Former FBI Deputy Director McCabe sues over firing ‘so he can retire in good standing’

McCabe was fired two days ahead his scheduled retirement

Former FBI Deputy Director Andrew McCabe has become the second high-profile former FBI employee in a week to sue the Trump administration over the terms of his termination.

McCabe was fired just before his planned retirement in March 2018. Then-Attorney General Jeff Sessions issued a statement about the termination saying that federal investigators had determined that McCabe had "made an unauthorized disclosure to the news media and lacked candor — including under oath — on multiple occasions" when questioned about the leak.

The inspector general's report accusing McCabe of the misconduct that motivated Sessions' decision was released publicly less than a month after the termination. McCabe said that he "absolutely never misled the inspector general in any way."

McCabe's lawsuit, however, claims that he was fired as a result of "unlawful retaliation for his refusal to pledge allegiance to a single man [President Donald Trump]."

The complaint asks for the court to reinstate McCabe, 51, to his old position "so he can retire in good standing and in a manner that lets him collect his full law enforcement pension, health insurance, and other retirement benefits."

Because he was fired two days ahead his scheduled retirement, McCabe was no longer eligible to receive his federal retirement benefits early and would have to wait until he reached the federal retirement age of 57.

"[McCabe] asks this Court to find that his demotion was unlawful and his purported termination was either a legal nullity or, in the alternative, unlawful," the lawsuit requests, "and to award him any and all relief necessary for him to retire as he had originally planned: as the Deputy Director of the FBI."

Part of the lawsuit contends that because the news of his termination came after close of business on Friday, the termination itself was legally invalid.

"Under applicable federal law, policy, and practice, a career civil servant who completes his or her work obligations for both weeks of a federal pay period is deemed to have been employed for the full pay period, and is therefore entitled to payment and service credit for the entire pay period," the document claims. "A termination that becomes effective after the pay period's close of business does not diminish the employee's pay or service credit for that pay period.
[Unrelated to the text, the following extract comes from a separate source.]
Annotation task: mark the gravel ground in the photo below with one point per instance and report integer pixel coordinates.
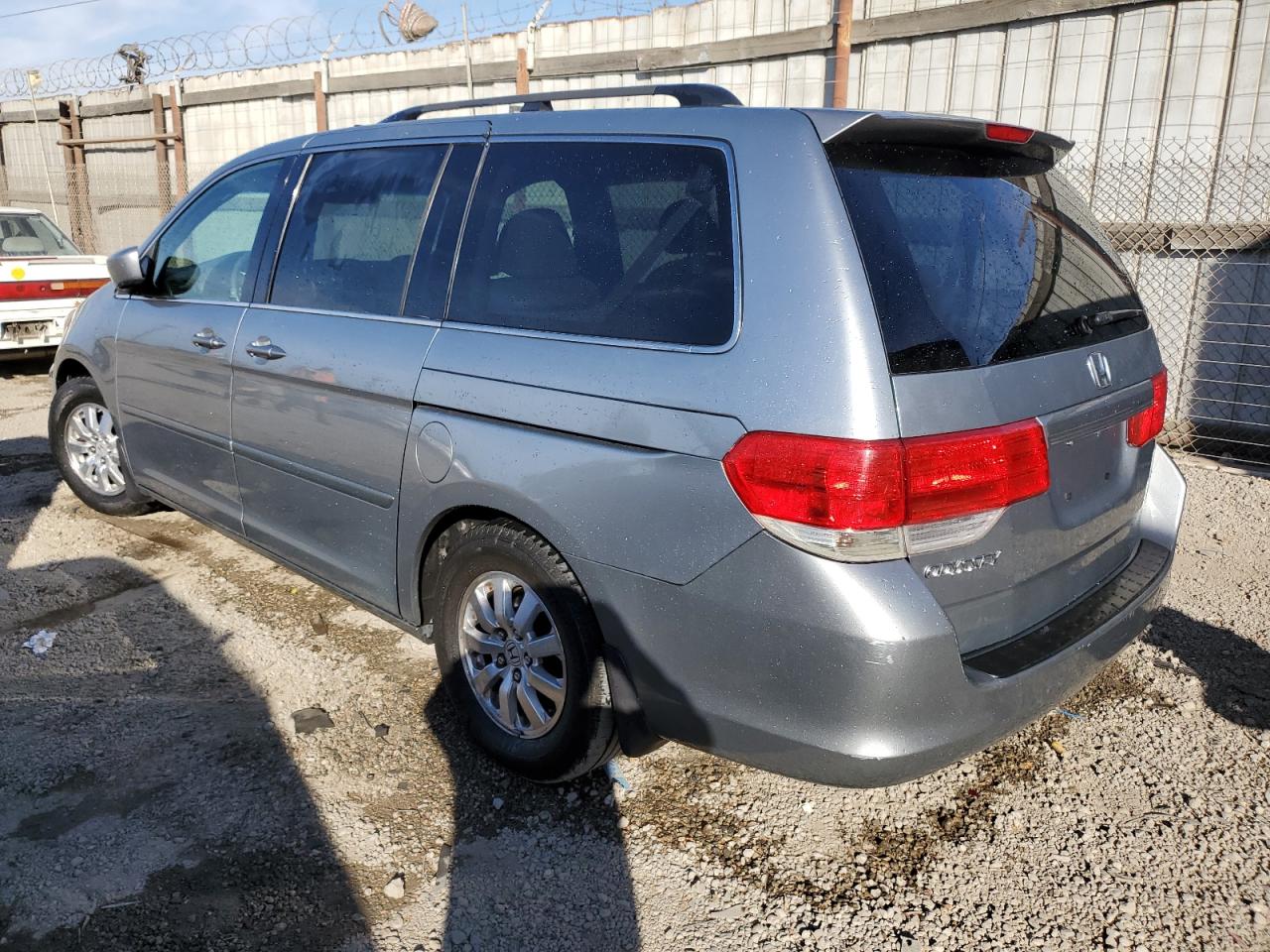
(154, 792)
The lawsuit requests that McCabe be retroactively reinstated so that he can retire with full benefits."

The suit comes just two days after former FBI employee Peter Strzok — whose anti-Trump text messages first became national news in 2017 — sued over the conditions of his August 2018 termination, alleging that the Trump administration canned him over "protected political speech in violation of his rights under the First Amendment to the Constitution of the United States."